“half-told stories about the value of water”

Parker Strip, Colorado River on the Arizona-California border, February 2015, by John Fleck

Parker Strip, Colorado River on the Arizona-California border, February 2015, by John Fleck

PARKER STRIP – In 2005, according to the Bureau of Land Management, the 16 concessionaires leasing BLM land along this strip of the Colorado River reported more than 4 million “visitor days”, people like these motorboaters enjoying a warm (but not hot) late winter day on the river.

That’s a mobile home and RV park called Echo Lodge Resort on the far bank, the California side, that reported 609,577 of those visitor days. These pockets of land along the river have the feel of the Southern California beach communities of my youth, shacks wedged into every buildable chunk of land within striking distance of the water.

It’s early in the season – still too cool to water ski, I’m told, but that will come. This is the stretch of the Colorado that Philip Fradkin, writing with despair, described nearly four decades ago as “charnel river“:

It is the river as theater, where each of the 125,000 weekend visitors compressed into the fourteen miles, and huddled as close as possible to the cool water, can act. To be a protagonist, rather than part of the supporting cast, one needs a sleek water-ski boat in the shape of a tapered arrowhead and powered by a jumble of chrome.

As I drove the Parker Strip Saturday, I was thinking about a conversation with a member of my braintrust who complained about a central dilemma – the way we stumble forward in our water policy discussions amid “half-told stories about the value of water”.

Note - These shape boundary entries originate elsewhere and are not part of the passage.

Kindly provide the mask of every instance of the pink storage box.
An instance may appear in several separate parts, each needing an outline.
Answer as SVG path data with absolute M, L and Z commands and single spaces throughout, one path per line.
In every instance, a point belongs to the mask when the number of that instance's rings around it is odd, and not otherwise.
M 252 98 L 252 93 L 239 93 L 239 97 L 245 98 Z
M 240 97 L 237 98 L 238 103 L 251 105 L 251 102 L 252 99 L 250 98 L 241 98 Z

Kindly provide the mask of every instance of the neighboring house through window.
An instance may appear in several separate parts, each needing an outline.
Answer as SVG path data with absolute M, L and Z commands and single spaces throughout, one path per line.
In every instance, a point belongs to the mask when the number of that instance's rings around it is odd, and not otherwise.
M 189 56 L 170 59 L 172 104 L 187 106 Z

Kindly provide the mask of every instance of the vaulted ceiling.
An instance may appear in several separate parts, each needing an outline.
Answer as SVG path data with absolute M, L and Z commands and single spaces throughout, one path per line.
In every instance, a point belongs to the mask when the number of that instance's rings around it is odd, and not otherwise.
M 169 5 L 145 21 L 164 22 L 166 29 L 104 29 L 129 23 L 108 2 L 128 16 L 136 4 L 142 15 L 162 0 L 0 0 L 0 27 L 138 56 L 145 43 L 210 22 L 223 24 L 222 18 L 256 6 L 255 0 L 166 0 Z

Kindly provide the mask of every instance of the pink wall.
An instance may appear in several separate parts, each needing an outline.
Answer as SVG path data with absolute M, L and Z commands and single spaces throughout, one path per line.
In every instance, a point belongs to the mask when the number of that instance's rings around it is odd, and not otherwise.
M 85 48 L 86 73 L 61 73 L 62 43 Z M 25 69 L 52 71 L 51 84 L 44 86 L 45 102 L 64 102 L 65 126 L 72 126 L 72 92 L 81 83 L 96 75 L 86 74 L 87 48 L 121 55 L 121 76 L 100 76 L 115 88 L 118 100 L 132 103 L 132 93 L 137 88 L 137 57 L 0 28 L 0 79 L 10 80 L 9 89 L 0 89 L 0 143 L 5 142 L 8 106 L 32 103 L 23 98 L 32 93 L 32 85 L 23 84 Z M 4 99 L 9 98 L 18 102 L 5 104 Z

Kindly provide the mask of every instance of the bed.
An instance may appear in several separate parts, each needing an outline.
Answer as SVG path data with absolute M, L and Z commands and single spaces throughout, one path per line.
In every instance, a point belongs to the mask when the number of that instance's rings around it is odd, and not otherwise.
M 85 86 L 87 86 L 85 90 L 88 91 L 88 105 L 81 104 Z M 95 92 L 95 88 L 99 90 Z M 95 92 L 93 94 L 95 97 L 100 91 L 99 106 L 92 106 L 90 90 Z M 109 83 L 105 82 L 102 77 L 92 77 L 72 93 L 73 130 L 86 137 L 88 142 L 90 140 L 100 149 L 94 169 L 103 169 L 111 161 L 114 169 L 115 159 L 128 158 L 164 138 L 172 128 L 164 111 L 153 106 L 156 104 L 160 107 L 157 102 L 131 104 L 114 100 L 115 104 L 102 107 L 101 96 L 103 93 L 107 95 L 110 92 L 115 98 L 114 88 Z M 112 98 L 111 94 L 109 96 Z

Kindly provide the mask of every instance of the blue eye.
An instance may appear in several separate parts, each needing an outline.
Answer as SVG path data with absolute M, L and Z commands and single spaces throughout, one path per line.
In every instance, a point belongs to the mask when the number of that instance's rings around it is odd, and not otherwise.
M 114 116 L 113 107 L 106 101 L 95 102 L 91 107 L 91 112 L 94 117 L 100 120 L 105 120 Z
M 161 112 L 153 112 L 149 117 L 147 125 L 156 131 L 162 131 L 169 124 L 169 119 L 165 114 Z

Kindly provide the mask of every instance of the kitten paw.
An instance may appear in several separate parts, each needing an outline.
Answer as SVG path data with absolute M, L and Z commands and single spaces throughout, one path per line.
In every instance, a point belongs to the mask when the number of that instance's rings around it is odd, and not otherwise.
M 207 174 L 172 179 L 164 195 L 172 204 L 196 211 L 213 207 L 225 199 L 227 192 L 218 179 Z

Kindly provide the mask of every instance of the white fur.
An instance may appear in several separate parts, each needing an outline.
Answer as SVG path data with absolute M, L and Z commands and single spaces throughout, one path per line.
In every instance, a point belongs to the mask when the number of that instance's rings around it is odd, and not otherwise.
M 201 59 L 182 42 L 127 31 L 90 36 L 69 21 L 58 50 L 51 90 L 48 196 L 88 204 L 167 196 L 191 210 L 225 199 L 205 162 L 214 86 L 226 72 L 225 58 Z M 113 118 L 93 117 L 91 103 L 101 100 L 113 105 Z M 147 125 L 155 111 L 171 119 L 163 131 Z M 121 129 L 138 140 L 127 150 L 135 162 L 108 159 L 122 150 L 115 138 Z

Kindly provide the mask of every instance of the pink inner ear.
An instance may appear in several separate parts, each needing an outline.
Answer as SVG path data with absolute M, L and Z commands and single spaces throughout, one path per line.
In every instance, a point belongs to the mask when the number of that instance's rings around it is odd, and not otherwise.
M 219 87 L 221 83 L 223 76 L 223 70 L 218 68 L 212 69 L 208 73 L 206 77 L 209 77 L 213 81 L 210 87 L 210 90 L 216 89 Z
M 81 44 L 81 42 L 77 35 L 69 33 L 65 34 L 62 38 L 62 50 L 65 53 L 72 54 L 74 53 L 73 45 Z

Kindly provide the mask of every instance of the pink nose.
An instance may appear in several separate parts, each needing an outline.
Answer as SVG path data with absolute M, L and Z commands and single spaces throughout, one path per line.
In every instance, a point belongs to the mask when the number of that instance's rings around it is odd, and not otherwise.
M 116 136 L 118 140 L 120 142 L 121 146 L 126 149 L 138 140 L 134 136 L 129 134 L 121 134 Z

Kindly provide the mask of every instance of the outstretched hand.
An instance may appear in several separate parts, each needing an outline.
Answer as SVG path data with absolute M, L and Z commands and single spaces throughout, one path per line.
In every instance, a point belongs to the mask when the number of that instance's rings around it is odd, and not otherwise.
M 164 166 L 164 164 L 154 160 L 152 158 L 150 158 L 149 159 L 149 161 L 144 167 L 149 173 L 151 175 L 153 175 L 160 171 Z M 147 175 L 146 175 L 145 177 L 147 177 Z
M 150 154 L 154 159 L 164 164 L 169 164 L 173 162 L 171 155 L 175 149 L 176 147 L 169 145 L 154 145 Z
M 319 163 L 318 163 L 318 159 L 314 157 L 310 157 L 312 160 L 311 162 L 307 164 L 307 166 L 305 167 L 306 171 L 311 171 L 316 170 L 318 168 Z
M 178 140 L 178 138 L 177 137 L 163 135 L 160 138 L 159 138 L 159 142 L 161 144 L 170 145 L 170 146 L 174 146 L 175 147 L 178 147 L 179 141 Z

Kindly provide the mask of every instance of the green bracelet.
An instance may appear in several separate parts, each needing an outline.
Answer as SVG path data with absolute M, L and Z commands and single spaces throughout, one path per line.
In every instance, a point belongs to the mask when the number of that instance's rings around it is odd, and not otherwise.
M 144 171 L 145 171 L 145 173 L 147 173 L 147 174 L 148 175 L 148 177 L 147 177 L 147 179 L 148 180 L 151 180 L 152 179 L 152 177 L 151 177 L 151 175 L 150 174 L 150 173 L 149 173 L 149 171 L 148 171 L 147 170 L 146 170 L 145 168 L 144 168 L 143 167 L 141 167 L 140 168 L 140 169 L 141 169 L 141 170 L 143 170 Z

By the time the Colorado River gets here, it has become, in Fradkin’s words, a “river no more”. At this point, downstream from Parker Dam, Los Angeles and central Arizona have already taken their cut. The water flowing past Echo Lodge is being carefully meted out largely for farmers in the river valley to the south, and in the Imperial and Coachella valleys, and Mexicali.

The precision with which water is quantified here is exquisite, with releases from Parker Dam just upstream measured to an accuracy of less than one half of one percent – 20,818 acre feet released Feb. 21, the day I drove the Parker Strip. Every drop is tagged in the riverine accounting system.

Fradkin comes from a world – it’s the entire premise of one of the best of the Colorado River books
– in which the river has value for its own sake. He deplores, without feeling a need for argument, the water-skiing-and-beer culture and the river-turned-irrigation system on which it depends.

Those 4 million visitors likely disagree.

Fountain Hills, Maricopa County northeast of Phoenix, February 2015

Fountain Hills, Maricopa County northeast of Phoenix, February 2015

There’s no one right answer here, no one “right” value of water. We have a diverse society, with people valuing water different ways. On this trip I’ve  visited the Colorado River Indian Tribes, where some of the oldest, most senior Colorado River water rights are irrigating 58,000 acres of the most beautiful alfalfa fields you’ll ever see, lush and green and growing food for livestock that we then mostly turn into food for people. I also spent time in Phoenix, where a culture of imported water and fountains combines with a delicate water policy dance around both embracing and denying the problems posed by scarcity. I was there for meetings with folks working deeply and carefully on the scarcity side of things, but then there’s the fountain at Fountain Hills, which sends a very different message.

When I shared a picture of the fountain, one of my tweeps responded with a friendly welcome to Phoenix followed by “#recycledwater”. Which is true, but only complicates things with yet another half-told story. It’s a pretty cool fountain, but some people in Phoenix are recycling their treated sewage by putting it back into the aquifer for future use.